Our speaker on Wednesday 30 May 2018 was Brian D’Olier who had spoken to us in August 2016, but this time his talk described the exciting adventure of a violin. But before he spoke to the Club, we heard about our Blood Pressure Day at Morrisons, Hatch End on 08 June 2018, about visits to Edinburgh, Norwich, Training Sessions and a plant sale!
The last time Brian spoke to the Club, it was to tell the story of his wife (Pat) and her family’s escape from the Nazis in Germany, and later Belgium, as extracted from a stash of letters that had been inherited within the family.
One aspect of these letters concerned the Gibson-Huberman Stradivarius violin. The link to the instrument was found in a letter where Pat’s uncle Peter wrote “I heard Huberman with my Royal Colleague – we had the best seats in the hall”. Peter was being taught violin by Bronislaw Huberman, and he had attended a concert where the seats had been booked by Elizabeth, Queen of Belgium. At the concert, Huberman had played on his Stradivarius violin.

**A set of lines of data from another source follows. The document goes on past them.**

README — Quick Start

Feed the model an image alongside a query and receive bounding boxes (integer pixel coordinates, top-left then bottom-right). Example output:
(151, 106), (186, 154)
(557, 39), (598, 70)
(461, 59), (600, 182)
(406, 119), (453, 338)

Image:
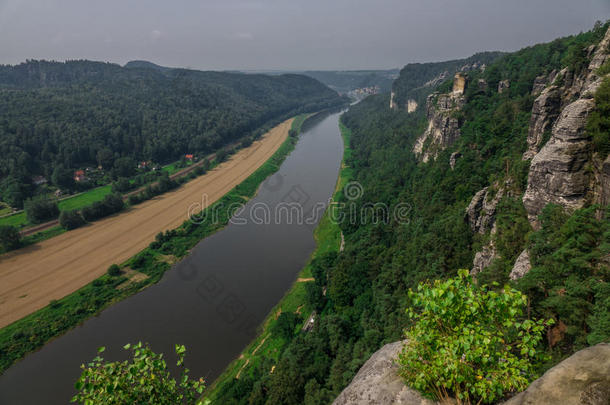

We followed Huberman through his refusal to play for Adolf Hitler, his rescue of Jewish musicians and their families from the Nazis and their relocation in Israel as The Palestine Orchestra – later to be the Israeli Philharmonic. Arturo Toscanini had agreed to conduct the new orchestra. Whilst performing on his Guarnerius violin at Carnegie Hall, he left his Stradivarius in his dressing room and it was stolen from there. It is widely suspected that it was another violinist that stole the instrument, and he had played it himself for 50 years after disguising the instrument with boot polish. The thief made a deathbed confession to his wife, claiming that he had bought the instrument for $100 in a bar! His wife was therefore able to claim the reward, and lived off the proceeds!
The instrument was eventually restored by Charles Beare, and was bought by the late Norbert Brainin OBE, first violinist of the Amadeus String Quartet. It is currently owned by American violinist Joshua Bell. The Gibson-Huberman has definitely had an ‘interesting’ time since its creation in 1713, but its life is by no means over. The Club were very appreciative of this story and Brian’s presentation of it.